Source code is currently pending for both modules.

Module One: Shader Programming

Assignment one was purely a lighting assignment, demonstrated in the video below. This begins with simple lighting, with a Blinn-Phong reflection model and TBN normal mapping, plus specular mapping. These all give the otherwise flat, 2D textures a very realistic 3D appearance. The scene contains point lights, spot lights (including a torch-style spotlight attached to the camera), and a directional scene light. There are also simple shadows being cast by the directional light.

I then expanded further, implementing a number of post-processing shaders controlled via hotkeys. These are demonstrated in order, showing greyscale, colour inversion, night vision (green filter), a filter which only allows vertices above a certain light level to render, blur, and finally glow.
This project achieved a final grade of 75.
Source code is available on GitHub: This must be run as Debug x86; 64-bit is not supported due to the initial provided project not having support.

Module Two: Advanced Shader Programming

This module focused more on the shader pipeline, and introduced tessellation control/evaluation shaders, geometry shaders, and compute shaders, as well as some more shader techniques.
In the video example below, the camera flies through procedurally generated terrain with water. The terrain is generated as a heightmap from a compute shader, which utilises Perlin noise. The noise algorithm takes the camera’s current position, which allows the terrain to be generated infinitely with periodic updates based on the movement of the camera in order to keep good performance. This then additionally uses distant-dependent tessellation to add more details on closer objects, allowing a high render distance.
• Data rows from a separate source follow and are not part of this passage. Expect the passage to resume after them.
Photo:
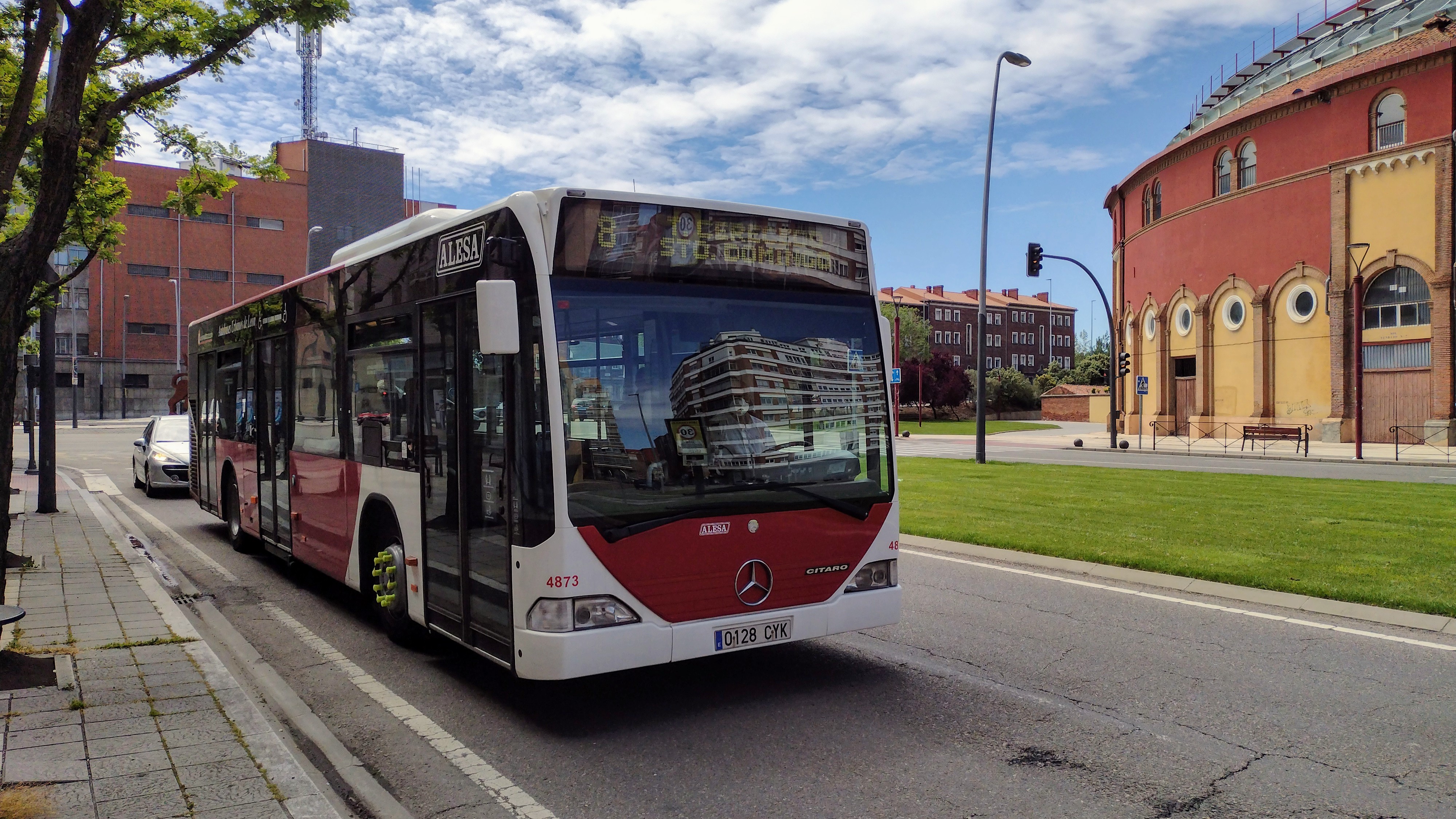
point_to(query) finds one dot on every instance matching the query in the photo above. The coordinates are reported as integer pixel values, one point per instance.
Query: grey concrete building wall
(353, 191)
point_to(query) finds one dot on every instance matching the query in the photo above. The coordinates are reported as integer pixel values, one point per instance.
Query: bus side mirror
(500, 324)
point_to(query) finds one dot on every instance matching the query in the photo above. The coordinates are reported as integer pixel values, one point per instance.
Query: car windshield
(698, 400)
(173, 431)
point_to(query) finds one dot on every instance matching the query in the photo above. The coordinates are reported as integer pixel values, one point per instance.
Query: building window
(1234, 312)
(1247, 165)
(1301, 304)
(1398, 298)
(149, 210)
(63, 344)
(1390, 122)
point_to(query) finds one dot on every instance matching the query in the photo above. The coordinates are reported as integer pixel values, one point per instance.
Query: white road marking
(1198, 604)
(481, 773)
(222, 572)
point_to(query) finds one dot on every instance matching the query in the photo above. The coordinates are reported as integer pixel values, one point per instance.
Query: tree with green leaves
(915, 331)
(75, 76)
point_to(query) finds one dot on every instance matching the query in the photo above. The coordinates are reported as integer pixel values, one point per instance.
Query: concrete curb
(1243, 594)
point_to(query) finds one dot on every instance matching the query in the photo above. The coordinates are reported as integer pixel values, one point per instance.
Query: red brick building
(1314, 178)
(1026, 333)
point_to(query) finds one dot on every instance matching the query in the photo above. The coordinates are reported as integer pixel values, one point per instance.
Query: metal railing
(1390, 136)
(1420, 438)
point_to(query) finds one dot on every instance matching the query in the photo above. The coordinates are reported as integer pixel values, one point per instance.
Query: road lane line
(1187, 602)
(507, 793)
(222, 572)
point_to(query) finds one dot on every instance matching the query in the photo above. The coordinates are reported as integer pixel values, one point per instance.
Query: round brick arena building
(1294, 244)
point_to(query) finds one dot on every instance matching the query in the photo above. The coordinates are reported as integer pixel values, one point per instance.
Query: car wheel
(387, 594)
(237, 537)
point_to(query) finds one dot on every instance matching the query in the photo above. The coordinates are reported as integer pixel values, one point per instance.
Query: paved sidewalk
(152, 723)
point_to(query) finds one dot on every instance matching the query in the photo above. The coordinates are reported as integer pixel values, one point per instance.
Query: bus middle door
(464, 471)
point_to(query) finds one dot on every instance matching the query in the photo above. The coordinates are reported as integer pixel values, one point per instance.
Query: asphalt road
(1000, 694)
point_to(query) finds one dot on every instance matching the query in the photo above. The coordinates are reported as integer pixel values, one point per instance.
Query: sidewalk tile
(256, 811)
(228, 795)
(133, 764)
(120, 728)
(124, 745)
(209, 752)
(215, 773)
(43, 736)
(152, 806)
(181, 704)
(44, 720)
(135, 784)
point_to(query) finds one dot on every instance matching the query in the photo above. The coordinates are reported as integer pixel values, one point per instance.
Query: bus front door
(273, 444)
(468, 551)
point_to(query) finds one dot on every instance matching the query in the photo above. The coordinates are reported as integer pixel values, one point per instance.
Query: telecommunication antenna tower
(311, 49)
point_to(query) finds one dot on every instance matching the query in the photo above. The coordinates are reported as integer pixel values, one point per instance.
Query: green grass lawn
(969, 428)
(1377, 543)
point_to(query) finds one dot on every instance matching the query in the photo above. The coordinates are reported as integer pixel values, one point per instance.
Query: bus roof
(438, 219)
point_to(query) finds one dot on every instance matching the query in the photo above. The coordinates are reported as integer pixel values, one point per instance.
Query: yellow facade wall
(1234, 389)
(1301, 357)
(1396, 209)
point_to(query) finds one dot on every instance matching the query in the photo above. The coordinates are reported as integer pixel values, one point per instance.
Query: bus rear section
(585, 432)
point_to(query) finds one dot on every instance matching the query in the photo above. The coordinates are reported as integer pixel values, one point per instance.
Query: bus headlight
(879, 575)
(576, 614)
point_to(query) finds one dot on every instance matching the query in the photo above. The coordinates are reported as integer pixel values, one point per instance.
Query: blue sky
(860, 108)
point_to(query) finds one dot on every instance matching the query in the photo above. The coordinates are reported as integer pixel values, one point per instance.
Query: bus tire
(384, 586)
(234, 514)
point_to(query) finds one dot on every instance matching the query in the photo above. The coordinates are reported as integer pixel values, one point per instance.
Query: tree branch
(18, 129)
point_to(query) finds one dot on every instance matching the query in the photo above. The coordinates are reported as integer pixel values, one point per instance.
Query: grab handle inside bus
(500, 323)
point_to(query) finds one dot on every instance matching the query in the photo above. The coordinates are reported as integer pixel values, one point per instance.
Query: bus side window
(315, 397)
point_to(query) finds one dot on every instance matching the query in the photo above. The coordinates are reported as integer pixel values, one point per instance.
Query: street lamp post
(981, 308)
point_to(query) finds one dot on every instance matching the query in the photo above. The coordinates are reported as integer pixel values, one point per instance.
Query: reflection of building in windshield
(595, 423)
(780, 407)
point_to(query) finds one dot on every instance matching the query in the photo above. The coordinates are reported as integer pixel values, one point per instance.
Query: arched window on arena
(1390, 122)
(1397, 298)
(1247, 165)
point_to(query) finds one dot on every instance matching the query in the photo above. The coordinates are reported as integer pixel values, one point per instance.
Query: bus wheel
(237, 537)
(388, 594)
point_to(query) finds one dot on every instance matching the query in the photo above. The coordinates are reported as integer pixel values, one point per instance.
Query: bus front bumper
(582, 653)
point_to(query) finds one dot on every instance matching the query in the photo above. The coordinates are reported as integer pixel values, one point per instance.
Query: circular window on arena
(1184, 320)
(1302, 304)
(1234, 311)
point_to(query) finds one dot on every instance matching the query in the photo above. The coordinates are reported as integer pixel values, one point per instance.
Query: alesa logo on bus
(461, 250)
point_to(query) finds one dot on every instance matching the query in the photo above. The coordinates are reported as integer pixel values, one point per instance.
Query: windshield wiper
(802, 489)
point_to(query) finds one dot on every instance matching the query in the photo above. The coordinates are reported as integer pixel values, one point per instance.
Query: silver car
(161, 457)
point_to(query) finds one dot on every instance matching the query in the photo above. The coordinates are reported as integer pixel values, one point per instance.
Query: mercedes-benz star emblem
(755, 582)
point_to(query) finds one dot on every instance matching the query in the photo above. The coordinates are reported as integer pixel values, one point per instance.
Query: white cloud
(711, 97)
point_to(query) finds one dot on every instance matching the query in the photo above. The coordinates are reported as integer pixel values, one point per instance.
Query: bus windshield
(689, 400)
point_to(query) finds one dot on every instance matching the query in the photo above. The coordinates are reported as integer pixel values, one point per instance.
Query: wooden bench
(1272, 434)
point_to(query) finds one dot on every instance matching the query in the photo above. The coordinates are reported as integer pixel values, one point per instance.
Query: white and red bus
(573, 431)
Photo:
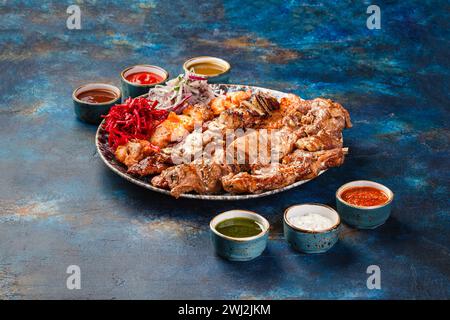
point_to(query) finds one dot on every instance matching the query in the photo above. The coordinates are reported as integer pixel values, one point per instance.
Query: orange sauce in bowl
(364, 196)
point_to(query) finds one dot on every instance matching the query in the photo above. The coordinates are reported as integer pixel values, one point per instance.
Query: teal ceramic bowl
(308, 240)
(364, 217)
(221, 77)
(133, 90)
(239, 249)
(92, 112)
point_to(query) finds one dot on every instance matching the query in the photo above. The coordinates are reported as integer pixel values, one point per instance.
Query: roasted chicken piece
(270, 177)
(262, 146)
(134, 151)
(199, 177)
(176, 127)
(150, 165)
(230, 100)
(301, 166)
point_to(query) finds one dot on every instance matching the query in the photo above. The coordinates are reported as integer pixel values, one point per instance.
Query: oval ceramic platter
(106, 154)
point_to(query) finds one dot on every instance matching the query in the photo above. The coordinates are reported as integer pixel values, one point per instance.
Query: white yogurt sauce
(311, 222)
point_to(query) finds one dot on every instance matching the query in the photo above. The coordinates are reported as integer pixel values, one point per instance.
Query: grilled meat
(279, 143)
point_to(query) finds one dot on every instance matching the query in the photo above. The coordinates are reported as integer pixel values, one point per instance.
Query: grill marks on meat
(199, 177)
(300, 165)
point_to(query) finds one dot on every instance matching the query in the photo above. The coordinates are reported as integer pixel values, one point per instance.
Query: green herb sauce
(239, 227)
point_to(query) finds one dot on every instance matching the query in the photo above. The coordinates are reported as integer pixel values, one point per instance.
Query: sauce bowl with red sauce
(92, 100)
(138, 80)
(364, 204)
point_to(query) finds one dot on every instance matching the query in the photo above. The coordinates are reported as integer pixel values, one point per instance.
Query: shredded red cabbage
(134, 119)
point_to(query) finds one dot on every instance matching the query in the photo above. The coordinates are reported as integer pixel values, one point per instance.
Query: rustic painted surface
(60, 205)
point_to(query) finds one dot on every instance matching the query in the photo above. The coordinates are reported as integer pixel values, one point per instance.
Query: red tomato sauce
(364, 196)
(144, 78)
(97, 96)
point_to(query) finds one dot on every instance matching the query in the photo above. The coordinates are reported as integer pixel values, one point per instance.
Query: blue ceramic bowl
(219, 78)
(364, 217)
(133, 90)
(92, 112)
(239, 249)
(309, 241)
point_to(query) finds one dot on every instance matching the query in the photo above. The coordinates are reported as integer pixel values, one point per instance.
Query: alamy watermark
(374, 280)
(74, 280)
(73, 22)
(374, 20)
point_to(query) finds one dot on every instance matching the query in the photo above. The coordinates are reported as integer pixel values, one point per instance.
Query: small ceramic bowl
(364, 217)
(309, 241)
(219, 78)
(133, 90)
(239, 249)
(92, 112)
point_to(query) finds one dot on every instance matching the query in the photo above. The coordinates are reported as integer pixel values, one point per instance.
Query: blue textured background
(60, 205)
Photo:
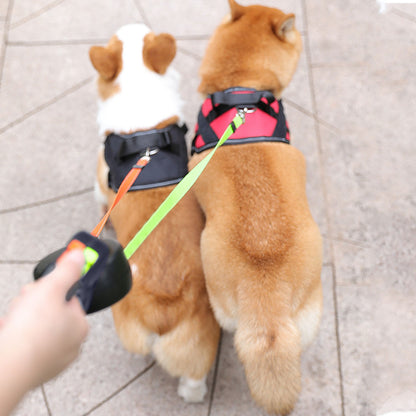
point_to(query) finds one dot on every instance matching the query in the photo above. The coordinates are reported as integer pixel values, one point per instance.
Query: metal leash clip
(242, 111)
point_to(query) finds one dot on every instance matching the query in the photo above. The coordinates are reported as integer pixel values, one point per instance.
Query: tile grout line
(214, 382)
(45, 105)
(47, 201)
(5, 39)
(404, 15)
(56, 42)
(111, 396)
(37, 13)
(327, 211)
(309, 114)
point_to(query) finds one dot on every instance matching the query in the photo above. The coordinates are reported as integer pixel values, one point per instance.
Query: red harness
(265, 120)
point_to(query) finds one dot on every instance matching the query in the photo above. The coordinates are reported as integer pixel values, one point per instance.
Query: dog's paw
(192, 391)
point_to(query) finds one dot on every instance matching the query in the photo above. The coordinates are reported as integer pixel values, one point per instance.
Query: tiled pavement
(352, 110)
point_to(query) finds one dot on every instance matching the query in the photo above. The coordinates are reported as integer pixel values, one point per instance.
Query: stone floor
(352, 110)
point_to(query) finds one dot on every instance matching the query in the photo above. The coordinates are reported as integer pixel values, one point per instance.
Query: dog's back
(167, 311)
(261, 249)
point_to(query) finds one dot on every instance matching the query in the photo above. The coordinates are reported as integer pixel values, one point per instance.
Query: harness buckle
(151, 151)
(242, 111)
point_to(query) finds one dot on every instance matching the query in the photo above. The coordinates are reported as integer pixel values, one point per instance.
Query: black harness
(169, 157)
(265, 120)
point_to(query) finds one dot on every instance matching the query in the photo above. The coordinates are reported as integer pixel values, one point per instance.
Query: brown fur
(108, 63)
(261, 249)
(167, 310)
(158, 51)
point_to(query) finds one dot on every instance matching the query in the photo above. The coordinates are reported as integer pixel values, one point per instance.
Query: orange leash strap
(124, 187)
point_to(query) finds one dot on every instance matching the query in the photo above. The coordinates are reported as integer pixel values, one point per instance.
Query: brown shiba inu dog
(261, 249)
(167, 311)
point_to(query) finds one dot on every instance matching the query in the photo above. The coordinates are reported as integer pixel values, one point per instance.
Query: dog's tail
(268, 344)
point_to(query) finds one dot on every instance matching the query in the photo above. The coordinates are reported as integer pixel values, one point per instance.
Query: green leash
(181, 189)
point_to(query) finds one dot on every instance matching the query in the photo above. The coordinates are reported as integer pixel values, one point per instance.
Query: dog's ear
(104, 61)
(159, 51)
(284, 27)
(236, 10)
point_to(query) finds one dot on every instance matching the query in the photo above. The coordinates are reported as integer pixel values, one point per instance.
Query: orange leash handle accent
(124, 187)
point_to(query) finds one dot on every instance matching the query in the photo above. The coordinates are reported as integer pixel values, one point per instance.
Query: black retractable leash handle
(106, 277)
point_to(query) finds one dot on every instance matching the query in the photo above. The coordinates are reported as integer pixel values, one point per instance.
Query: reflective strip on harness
(265, 120)
(168, 165)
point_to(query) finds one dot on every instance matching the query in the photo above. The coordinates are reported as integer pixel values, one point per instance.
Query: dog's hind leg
(188, 351)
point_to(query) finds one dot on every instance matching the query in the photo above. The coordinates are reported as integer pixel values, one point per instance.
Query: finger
(68, 269)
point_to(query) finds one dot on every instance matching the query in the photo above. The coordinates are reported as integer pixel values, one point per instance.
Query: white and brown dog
(261, 249)
(167, 311)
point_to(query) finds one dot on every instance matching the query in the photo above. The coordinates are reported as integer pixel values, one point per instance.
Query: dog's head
(255, 46)
(137, 87)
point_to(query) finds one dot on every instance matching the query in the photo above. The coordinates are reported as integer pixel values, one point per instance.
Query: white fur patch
(145, 97)
(192, 391)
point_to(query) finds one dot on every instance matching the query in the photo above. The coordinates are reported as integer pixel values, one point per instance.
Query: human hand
(42, 331)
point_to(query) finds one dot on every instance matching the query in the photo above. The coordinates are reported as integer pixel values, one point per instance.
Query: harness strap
(268, 123)
(180, 190)
(124, 187)
(127, 145)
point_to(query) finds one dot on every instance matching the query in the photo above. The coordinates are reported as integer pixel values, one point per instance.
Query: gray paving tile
(370, 195)
(321, 390)
(77, 20)
(377, 314)
(32, 404)
(302, 128)
(406, 9)
(51, 153)
(23, 10)
(34, 76)
(4, 4)
(153, 394)
(32, 233)
(299, 90)
(12, 278)
(102, 368)
(187, 66)
(2, 45)
(355, 32)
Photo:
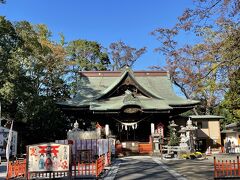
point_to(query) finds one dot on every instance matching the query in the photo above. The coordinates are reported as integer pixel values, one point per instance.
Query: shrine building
(128, 101)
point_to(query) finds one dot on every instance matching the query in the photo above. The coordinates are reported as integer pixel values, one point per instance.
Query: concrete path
(140, 167)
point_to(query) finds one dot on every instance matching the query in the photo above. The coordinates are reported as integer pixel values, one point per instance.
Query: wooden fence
(17, 169)
(226, 169)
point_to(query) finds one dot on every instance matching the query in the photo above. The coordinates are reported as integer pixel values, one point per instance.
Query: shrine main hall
(128, 101)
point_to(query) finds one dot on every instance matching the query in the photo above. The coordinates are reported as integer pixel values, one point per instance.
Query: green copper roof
(95, 91)
(116, 103)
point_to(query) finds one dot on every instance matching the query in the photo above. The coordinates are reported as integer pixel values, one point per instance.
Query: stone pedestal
(156, 142)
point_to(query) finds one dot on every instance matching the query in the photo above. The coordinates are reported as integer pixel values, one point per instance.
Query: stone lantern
(190, 131)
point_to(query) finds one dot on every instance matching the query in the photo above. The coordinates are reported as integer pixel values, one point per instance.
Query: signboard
(48, 157)
(3, 142)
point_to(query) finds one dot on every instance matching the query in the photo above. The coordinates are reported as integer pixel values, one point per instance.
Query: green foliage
(31, 80)
(123, 55)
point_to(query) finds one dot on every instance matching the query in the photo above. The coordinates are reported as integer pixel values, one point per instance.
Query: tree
(32, 69)
(203, 70)
(123, 55)
(84, 55)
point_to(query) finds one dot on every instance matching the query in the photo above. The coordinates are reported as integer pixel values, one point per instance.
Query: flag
(9, 143)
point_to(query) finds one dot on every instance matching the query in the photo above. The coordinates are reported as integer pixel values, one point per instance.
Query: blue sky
(103, 21)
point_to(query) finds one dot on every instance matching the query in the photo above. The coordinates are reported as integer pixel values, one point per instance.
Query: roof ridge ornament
(129, 98)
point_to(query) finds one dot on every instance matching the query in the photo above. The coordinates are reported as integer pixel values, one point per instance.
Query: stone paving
(3, 168)
(140, 167)
(146, 167)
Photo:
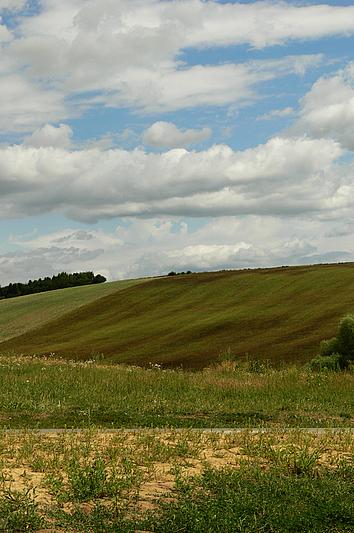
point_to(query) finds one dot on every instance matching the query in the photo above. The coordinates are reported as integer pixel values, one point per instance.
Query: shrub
(19, 511)
(325, 362)
(338, 352)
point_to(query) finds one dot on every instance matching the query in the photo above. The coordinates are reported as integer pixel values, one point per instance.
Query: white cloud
(327, 110)
(277, 113)
(48, 135)
(12, 5)
(286, 176)
(25, 106)
(167, 135)
(129, 53)
(155, 246)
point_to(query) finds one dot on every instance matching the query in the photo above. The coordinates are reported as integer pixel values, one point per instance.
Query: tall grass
(53, 393)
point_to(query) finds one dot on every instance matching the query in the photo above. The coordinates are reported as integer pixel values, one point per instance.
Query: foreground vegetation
(280, 314)
(175, 482)
(46, 393)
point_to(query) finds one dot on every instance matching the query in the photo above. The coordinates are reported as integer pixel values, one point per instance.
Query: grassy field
(184, 482)
(44, 394)
(19, 315)
(279, 314)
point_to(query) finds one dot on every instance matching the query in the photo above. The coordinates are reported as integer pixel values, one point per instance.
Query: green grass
(22, 314)
(183, 482)
(279, 314)
(44, 394)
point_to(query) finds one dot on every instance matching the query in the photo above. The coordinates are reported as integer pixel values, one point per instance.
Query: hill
(279, 314)
(19, 315)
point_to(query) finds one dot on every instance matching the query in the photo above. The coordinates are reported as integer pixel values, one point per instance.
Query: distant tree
(59, 281)
(338, 351)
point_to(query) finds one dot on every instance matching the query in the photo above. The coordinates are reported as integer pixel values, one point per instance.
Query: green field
(278, 314)
(19, 315)
(56, 394)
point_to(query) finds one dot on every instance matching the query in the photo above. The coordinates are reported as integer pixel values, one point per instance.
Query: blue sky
(140, 136)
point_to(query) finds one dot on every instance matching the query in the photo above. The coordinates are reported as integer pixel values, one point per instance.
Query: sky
(143, 136)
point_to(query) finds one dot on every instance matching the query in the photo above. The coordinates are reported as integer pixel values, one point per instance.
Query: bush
(338, 352)
(325, 362)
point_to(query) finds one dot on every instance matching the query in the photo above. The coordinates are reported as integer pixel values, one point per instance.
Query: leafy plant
(338, 351)
(19, 511)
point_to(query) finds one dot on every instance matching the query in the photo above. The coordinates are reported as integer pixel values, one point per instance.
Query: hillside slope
(22, 314)
(280, 314)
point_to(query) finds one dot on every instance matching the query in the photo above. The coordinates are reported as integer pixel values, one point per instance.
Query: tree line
(59, 281)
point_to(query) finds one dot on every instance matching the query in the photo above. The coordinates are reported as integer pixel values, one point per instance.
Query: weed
(19, 511)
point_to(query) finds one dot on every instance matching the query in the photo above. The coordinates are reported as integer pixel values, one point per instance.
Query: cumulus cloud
(129, 53)
(327, 110)
(277, 113)
(167, 135)
(48, 135)
(12, 5)
(140, 247)
(284, 175)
The terrain then has textures applied based on the height, with a muddy appearance under the water, sand around the coast line, and then grass, stone, and finally snow for the highest sections. The terrain additionally uses the same lighting shaders as the previous module, as demonstrated by the blue cube in the video.

Additionally, there is a water plane with reflection and refraction, varied utilising the fresnel effect depending on the camera’s position.
This module achieved a final grade of 83, and the skybox was added post-submission.
Source code is available on GitHub: – as with the previous assignment, this must be run as Debug x86 and 64 bit is not supported.